When the Reminder Needs a Reminder: Overengineering, Simplicity, and the Hidden Cost of Complexity
There’s a certain satisfaction in automating the repetitive.
A few weeks ago, I decided to build a recurring reminder system for my team. Just a lightweight ping before our weekly meetings to make sure everyone remembers to upload their documents. Nothing fancy. Just a nudge.
At first, I was delighted with myself. Automating these nudges meant I didn’t have to remember to send them. Or worse, forget to send them.

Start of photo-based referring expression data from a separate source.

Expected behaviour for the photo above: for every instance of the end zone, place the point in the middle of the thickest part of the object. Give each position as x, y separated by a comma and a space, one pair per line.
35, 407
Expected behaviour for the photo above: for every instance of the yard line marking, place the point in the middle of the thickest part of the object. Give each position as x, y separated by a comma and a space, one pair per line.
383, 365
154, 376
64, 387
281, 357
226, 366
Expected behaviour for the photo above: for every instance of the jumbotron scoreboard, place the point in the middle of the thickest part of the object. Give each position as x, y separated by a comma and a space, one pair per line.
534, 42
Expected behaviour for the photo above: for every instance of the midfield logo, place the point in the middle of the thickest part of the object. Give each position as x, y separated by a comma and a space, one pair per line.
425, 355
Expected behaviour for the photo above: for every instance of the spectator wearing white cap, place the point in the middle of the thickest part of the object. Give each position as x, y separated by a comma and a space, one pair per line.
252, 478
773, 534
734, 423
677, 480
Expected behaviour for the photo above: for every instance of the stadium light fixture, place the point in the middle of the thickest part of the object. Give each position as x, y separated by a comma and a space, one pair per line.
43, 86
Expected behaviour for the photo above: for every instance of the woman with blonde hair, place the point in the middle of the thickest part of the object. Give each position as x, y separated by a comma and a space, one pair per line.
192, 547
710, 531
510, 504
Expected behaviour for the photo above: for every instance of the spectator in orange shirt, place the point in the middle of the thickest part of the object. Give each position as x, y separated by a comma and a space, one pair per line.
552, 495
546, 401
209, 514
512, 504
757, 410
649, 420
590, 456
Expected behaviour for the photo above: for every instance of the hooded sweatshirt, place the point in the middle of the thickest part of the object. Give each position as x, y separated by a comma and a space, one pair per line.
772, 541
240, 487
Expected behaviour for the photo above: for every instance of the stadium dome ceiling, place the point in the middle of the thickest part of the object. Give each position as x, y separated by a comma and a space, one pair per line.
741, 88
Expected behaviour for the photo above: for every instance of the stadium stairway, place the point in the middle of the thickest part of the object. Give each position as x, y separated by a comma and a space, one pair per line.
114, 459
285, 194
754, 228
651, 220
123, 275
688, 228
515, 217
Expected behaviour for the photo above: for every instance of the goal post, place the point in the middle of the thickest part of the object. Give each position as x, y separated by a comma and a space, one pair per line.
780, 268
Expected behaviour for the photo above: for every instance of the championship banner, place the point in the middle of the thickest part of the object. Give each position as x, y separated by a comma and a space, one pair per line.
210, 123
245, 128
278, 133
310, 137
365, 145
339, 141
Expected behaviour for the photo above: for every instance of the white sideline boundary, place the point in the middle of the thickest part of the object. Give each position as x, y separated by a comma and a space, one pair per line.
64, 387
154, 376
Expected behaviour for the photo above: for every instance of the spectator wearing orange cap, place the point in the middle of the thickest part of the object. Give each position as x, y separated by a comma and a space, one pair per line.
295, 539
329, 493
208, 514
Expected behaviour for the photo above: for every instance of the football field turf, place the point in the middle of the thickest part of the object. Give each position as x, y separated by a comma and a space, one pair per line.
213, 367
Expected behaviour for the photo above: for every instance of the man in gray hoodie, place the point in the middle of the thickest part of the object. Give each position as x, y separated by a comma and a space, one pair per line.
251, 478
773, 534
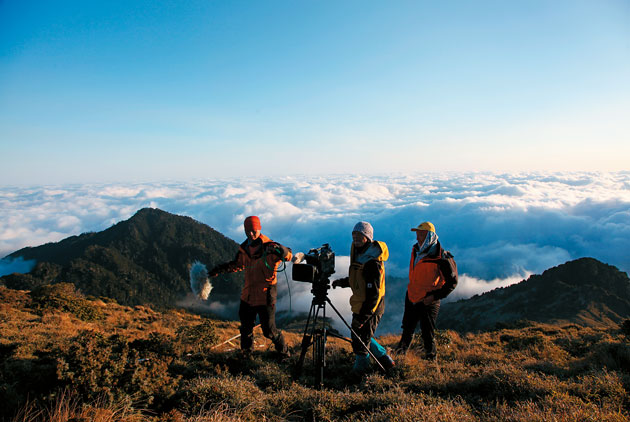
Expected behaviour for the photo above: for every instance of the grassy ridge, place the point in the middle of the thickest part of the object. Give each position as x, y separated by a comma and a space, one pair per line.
64, 356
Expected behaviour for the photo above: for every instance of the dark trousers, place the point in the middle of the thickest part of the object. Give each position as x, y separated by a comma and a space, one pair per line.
365, 326
427, 316
267, 316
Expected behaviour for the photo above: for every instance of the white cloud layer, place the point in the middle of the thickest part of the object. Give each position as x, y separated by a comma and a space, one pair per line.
500, 227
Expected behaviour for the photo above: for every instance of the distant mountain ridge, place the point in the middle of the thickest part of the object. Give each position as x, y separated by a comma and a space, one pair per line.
144, 259
584, 291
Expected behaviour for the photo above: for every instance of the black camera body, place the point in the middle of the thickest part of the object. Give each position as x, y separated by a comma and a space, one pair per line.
320, 264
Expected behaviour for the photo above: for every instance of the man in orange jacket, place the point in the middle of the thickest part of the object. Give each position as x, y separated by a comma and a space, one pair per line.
432, 276
367, 281
260, 258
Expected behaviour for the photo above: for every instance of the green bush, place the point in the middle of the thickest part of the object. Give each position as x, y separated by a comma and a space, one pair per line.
64, 297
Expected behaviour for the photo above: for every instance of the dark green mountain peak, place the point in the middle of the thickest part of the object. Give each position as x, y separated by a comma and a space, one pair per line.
144, 259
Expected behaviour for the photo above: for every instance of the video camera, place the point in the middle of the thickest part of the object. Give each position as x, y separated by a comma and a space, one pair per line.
320, 264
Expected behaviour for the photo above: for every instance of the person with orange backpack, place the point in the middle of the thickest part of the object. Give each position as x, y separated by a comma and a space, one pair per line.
432, 277
260, 258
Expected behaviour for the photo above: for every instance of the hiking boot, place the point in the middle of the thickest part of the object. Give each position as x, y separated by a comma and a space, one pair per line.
284, 356
361, 364
387, 362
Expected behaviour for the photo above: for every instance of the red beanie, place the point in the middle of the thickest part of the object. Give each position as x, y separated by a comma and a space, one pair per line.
252, 223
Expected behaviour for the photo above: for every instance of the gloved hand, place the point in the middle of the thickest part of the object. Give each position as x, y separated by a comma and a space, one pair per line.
278, 249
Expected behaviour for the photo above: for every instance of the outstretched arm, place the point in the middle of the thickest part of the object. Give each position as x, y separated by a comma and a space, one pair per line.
237, 264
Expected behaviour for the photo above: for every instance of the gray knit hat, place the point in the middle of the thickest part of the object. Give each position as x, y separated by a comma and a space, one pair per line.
365, 229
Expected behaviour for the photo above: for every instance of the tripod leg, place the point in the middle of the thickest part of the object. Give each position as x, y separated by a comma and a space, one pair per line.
366, 347
307, 339
319, 355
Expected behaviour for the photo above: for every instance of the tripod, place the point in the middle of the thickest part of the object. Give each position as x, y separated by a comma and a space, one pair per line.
317, 335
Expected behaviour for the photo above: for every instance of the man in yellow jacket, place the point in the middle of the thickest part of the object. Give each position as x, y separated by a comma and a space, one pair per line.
432, 276
367, 281
260, 258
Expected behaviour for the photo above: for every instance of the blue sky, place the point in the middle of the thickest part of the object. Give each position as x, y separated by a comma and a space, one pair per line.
159, 90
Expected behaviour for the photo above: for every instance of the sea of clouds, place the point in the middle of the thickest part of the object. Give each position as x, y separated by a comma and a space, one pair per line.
500, 227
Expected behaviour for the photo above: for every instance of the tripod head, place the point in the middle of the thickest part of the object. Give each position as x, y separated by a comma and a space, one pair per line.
320, 291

But then, I started thinking—what if someone’s out on PTO? Or what if the meeting falls on a holiday and gets shifted? Or if a team isn’t scheduled to present that week?
So I tinkered.
I added conditions.
Then added exceptions to those conditions.
And before I knew it, I was halfway down a rabbit hole of branching logic and escalating complexity. A system meant to save me time was now costing me energy. Worse, it was still brittle—one small shift and the whole thing risked breaking.

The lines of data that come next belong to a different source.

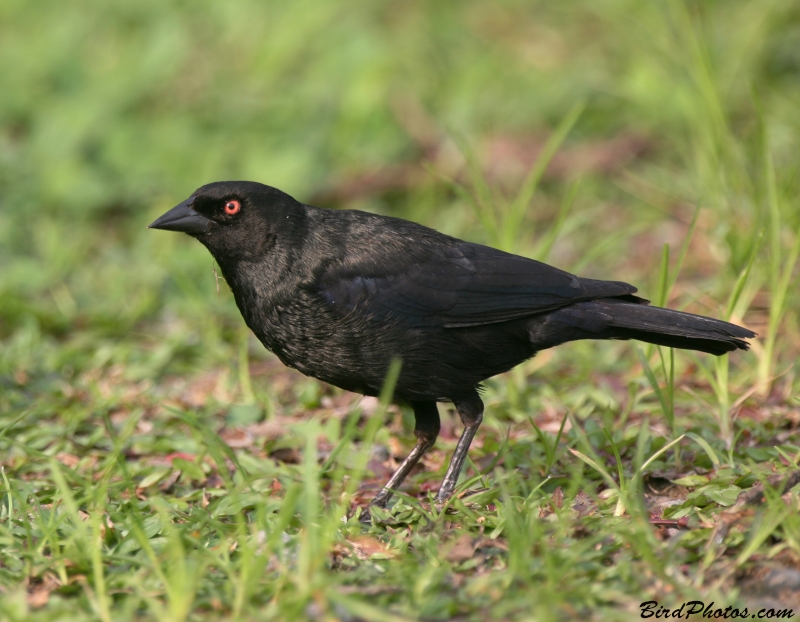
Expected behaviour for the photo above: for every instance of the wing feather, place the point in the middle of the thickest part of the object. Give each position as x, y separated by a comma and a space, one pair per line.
465, 285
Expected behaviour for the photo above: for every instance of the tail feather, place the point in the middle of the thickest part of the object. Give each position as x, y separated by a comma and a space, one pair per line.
675, 329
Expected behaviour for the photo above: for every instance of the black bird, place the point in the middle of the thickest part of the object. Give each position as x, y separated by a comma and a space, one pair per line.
338, 294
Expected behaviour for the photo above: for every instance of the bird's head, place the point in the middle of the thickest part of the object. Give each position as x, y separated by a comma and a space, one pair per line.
235, 220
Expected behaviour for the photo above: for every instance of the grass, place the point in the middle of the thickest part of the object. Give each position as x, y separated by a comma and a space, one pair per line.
156, 463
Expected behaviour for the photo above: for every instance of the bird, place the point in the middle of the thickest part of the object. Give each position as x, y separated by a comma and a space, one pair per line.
340, 294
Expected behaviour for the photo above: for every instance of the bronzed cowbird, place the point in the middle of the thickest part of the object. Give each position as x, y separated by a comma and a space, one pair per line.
338, 294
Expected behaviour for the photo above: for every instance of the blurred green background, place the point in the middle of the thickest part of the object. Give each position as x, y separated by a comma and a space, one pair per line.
649, 114
112, 112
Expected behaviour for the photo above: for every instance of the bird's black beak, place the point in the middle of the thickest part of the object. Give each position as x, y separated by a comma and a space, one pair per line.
182, 218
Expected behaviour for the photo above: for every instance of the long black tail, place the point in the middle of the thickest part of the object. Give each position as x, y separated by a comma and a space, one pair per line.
632, 318
675, 329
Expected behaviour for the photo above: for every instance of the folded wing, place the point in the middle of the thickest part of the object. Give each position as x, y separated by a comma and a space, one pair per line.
465, 285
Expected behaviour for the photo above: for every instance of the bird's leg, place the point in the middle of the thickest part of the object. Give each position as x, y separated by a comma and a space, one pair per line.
426, 430
471, 412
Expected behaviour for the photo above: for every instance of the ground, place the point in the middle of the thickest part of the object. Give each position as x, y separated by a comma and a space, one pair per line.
158, 463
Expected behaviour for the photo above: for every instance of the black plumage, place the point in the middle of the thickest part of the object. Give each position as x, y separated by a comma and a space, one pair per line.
338, 294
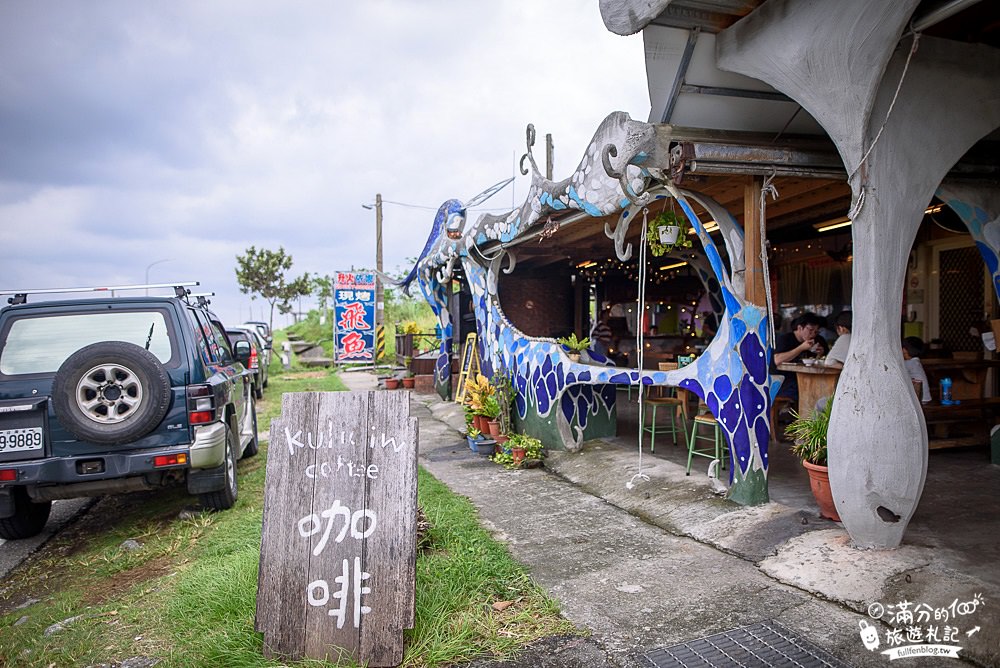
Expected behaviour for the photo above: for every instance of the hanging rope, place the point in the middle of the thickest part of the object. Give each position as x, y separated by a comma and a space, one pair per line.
856, 209
768, 188
639, 338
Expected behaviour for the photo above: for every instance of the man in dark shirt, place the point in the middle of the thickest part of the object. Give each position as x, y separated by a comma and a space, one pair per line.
791, 346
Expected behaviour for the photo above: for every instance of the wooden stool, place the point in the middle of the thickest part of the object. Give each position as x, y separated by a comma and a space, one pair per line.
676, 408
717, 451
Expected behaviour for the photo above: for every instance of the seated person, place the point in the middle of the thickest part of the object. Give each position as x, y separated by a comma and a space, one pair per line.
913, 348
838, 354
793, 345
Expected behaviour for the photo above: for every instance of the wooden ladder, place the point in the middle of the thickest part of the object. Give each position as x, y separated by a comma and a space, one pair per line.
470, 364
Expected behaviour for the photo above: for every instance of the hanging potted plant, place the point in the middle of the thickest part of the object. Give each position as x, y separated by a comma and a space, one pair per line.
574, 346
809, 445
667, 232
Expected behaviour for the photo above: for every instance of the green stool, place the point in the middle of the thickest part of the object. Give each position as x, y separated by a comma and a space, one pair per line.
717, 451
674, 405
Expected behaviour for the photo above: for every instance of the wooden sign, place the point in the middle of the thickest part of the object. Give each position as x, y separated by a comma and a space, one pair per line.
338, 551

That’s when I stopped and asked myself: What’s the actual job to be done?
It wasn’t about accounting for every exception. It was about making sure people were prepped for their moment at the table. And more importantly, that I wasn’t the blocker.
I started out trying to be clever—layering in logic to account for PTO, shifting due dates, and nudge timing. But somewhere along the way, I realized: I didn’t need all of that. Our schedules were already predictable enough. So I simplified the system—ditched the fancy logic—and built something light and practical.
It worked. And it took half the time.
The Operator’s Temptation
If you’re like me—an operator at heart—your instinct might be to anticipate every edge case. You want things to run smoothly, predictably, at scale. But there’s a fine line between building a resilient system and overengineering one.
Sometimes, the pursuit of perfection gets in the way of progress.
Sometimes, a simple reminder is better than a sophisticated one that never lands.
What I’m Taking Forward
- Build for the 80%. Solve for the common case first. You can layer exceptions later—if you really need them.
- Let it breathe. Try the simpler version first. See how it performs before adding complexity.
- Keep the goal in sight. A clever solution is only clever if it still solves the problem.
Final Thought
Operations isn’t about showing off the most elegant system.
It’s about enabling people to do their best work, with clarity and ease.
And sometimes? That means putting down the logic tree and picking up a post-it.